Probability can be really tricky, especially for students who are seeing it for the first time in university statistics classes. Here are some important ideas that can make it difficult:

1. Understanding Events and Sample Spaces:
   It can be confusing to define events and their sample spaces. Many students find it hard to picture all the possible outcomes. This can lead to mistakes when calculating probability.

2. Conditional Probability:
   Understanding whether events affect each other makes things more complicated. The formula for conditional probability, $P(A|B) = \frac{P(A \cap B)}{P(B)}$, is often used incorrectly, which can lead to wrong answers.

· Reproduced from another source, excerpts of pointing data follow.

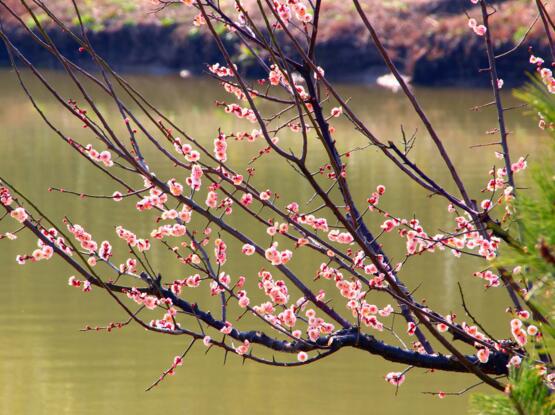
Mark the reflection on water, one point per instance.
(48, 366)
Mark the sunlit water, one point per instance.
(47, 366)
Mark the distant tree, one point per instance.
(194, 209)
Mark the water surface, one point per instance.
(47, 366)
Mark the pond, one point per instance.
(47, 366)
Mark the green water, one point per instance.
(47, 366)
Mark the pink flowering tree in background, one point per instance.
(295, 325)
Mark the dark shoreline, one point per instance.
(159, 49)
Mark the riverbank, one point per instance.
(428, 39)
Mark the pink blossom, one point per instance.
(19, 214)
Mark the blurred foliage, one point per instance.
(528, 393)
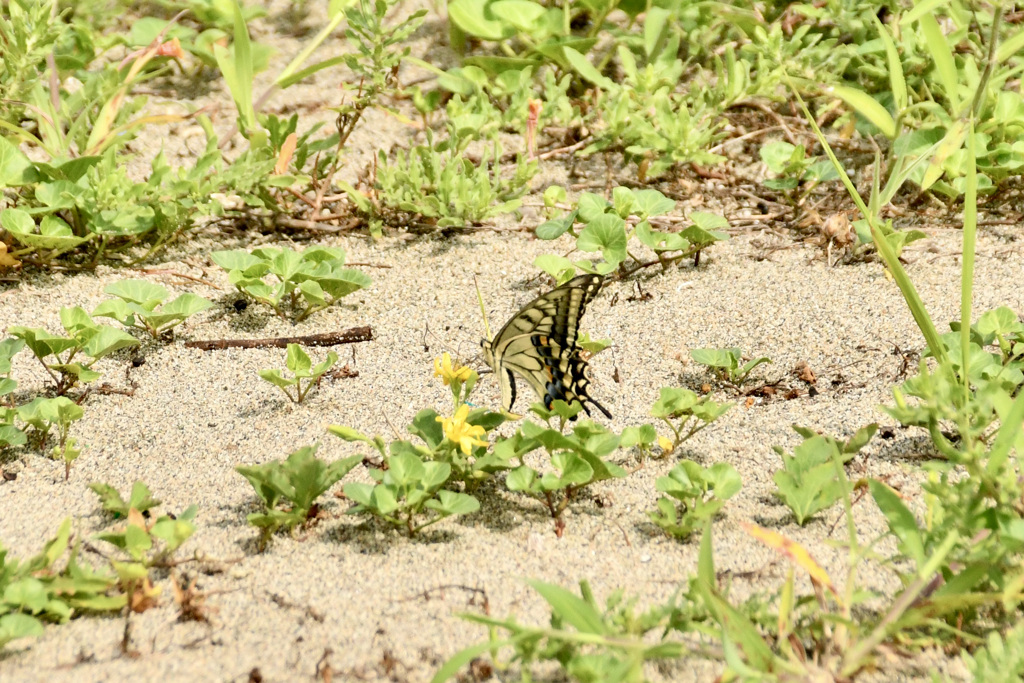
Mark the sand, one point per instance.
(367, 601)
(356, 591)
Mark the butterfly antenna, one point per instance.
(483, 312)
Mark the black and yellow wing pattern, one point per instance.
(539, 343)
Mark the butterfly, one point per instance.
(539, 343)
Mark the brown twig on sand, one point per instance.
(349, 336)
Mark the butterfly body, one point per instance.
(539, 343)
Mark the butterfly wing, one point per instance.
(539, 343)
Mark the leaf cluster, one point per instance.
(289, 488)
(694, 495)
(61, 355)
(726, 363)
(297, 360)
(306, 281)
(140, 304)
(609, 227)
(809, 481)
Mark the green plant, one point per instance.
(84, 336)
(439, 186)
(795, 170)
(588, 643)
(140, 499)
(685, 414)
(60, 412)
(695, 495)
(137, 302)
(10, 435)
(306, 281)
(299, 364)
(725, 363)
(578, 458)
(459, 440)
(1001, 659)
(606, 230)
(409, 488)
(34, 591)
(808, 482)
(147, 544)
(289, 488)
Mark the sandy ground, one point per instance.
(371, 603)
(355, 591)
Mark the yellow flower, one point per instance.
(457, 431)
(450, 373)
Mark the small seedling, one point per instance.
(44, 414)
(608, 227)
(85, 337)
(578, 458)
(460, 440)
(409, 489)
(794, 169)
(685, 414)
(35, 590)
(299, 364)
(143, 545)
(588, 642)
(809, 481)
(306, 281)
(112, 502)
(725, 363)
(10, 435)
(289, 488)
(140, 304)
(695, 495)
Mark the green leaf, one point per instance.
(558, 267)
(137, 291)
(607, 235)
(298, 360)
(18, 626)
(651, 203)
(867, 108)
(274, 377)
(107, 341)
(15, 168)
(238, 259)
(571, 608)
(727, 358)
(452, 503)
(556, 227)
(475, 18)
(942, 57)
(583, 67)
(901, 521)
(521, 478)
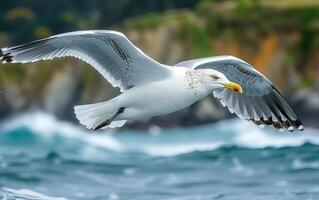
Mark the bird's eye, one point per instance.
(215, 77)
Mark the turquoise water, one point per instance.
(42, 158)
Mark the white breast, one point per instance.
(182, 89)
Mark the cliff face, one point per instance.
(282, 42)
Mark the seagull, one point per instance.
(149, 88)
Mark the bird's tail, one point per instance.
(92, 115)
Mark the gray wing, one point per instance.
(109, 52)
(260, 101)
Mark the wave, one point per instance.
(155, 142)
(9, 193)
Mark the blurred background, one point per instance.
(280, 38)
(200, 152)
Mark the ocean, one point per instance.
(42, 158)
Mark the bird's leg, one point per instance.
(108, 121)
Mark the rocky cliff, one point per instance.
(280, 41)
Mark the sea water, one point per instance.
(43, 158)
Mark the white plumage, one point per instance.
(151, 89)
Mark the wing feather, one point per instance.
(109, 52)
(260, 102)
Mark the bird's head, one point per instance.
(215, 79)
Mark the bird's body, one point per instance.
(152, 89)
(159, 98)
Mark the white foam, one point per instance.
(47, 126)
(27, 194)
(177, 149)
(163, 142)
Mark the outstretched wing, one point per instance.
(109, 52)
(260, 101)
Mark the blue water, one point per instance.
(42, 158)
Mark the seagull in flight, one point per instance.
(149, 88)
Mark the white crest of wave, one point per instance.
(47, 125)
(248, 135)
(164, 142)
(26, 194)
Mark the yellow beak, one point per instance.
(233, 86)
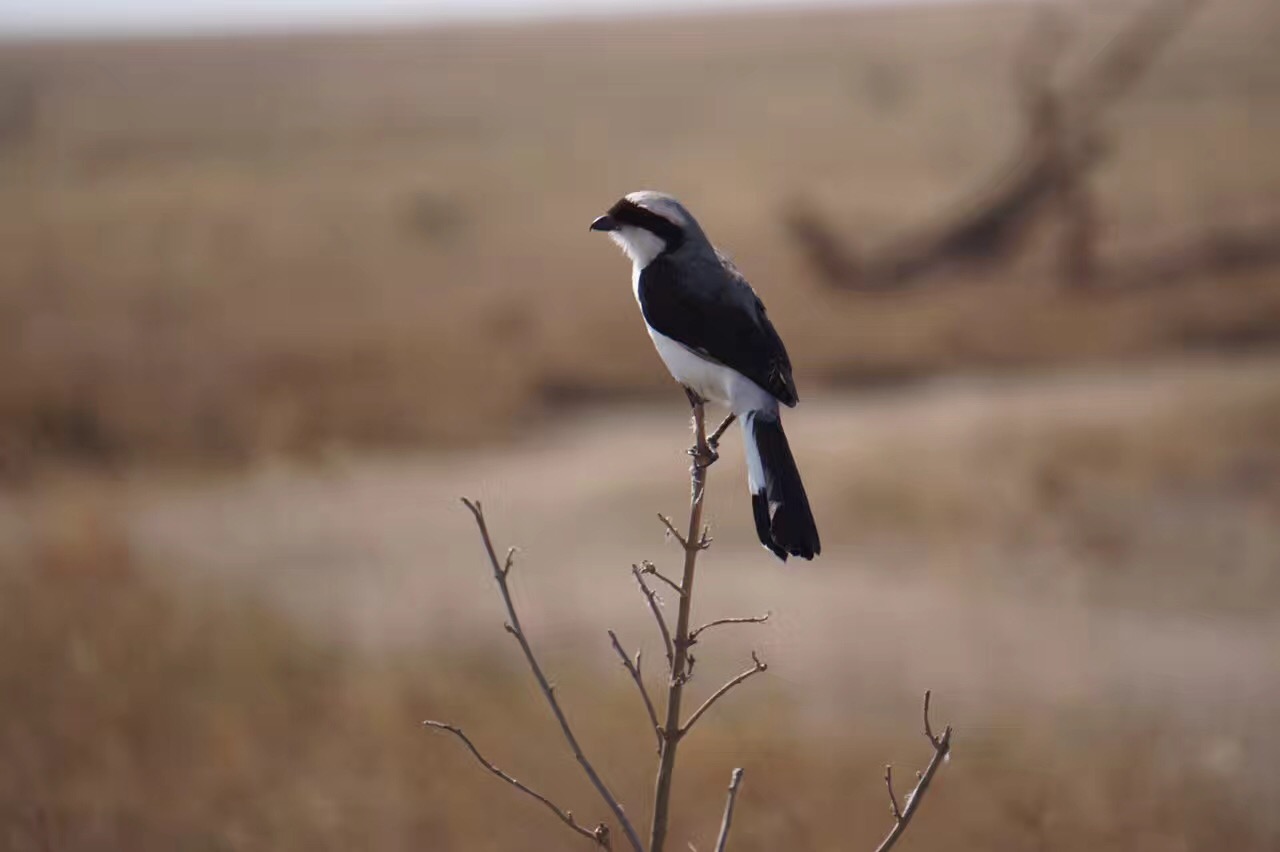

3. The Law of Large Numbers:
   This rule says that as you do more trials, the average result will get closer to the expected value. This can be surprising for students. They might not see how small samples can seem random.

4. Bayes’ Theorem:
   This theorem talks about using prior probabilities, but is often misunderstood. The formula $P(A|B) = \frac{P(B|A)P(A)}{P(B)}$ needs careful use of probabilities, which can be tricky.

Solutions:

• Practice and Visualization: Doing regular exercises and using visual aids can help make these ideas clearer.
• Collaborative Learning: Studying in groups allows students to discuss and explain things to each other, which can improve understanding.
• Seek Help: Getting support from tutors or using online resources can provide the extra help needed.

It’s important to tackle these challenges to really understand probability in statistics.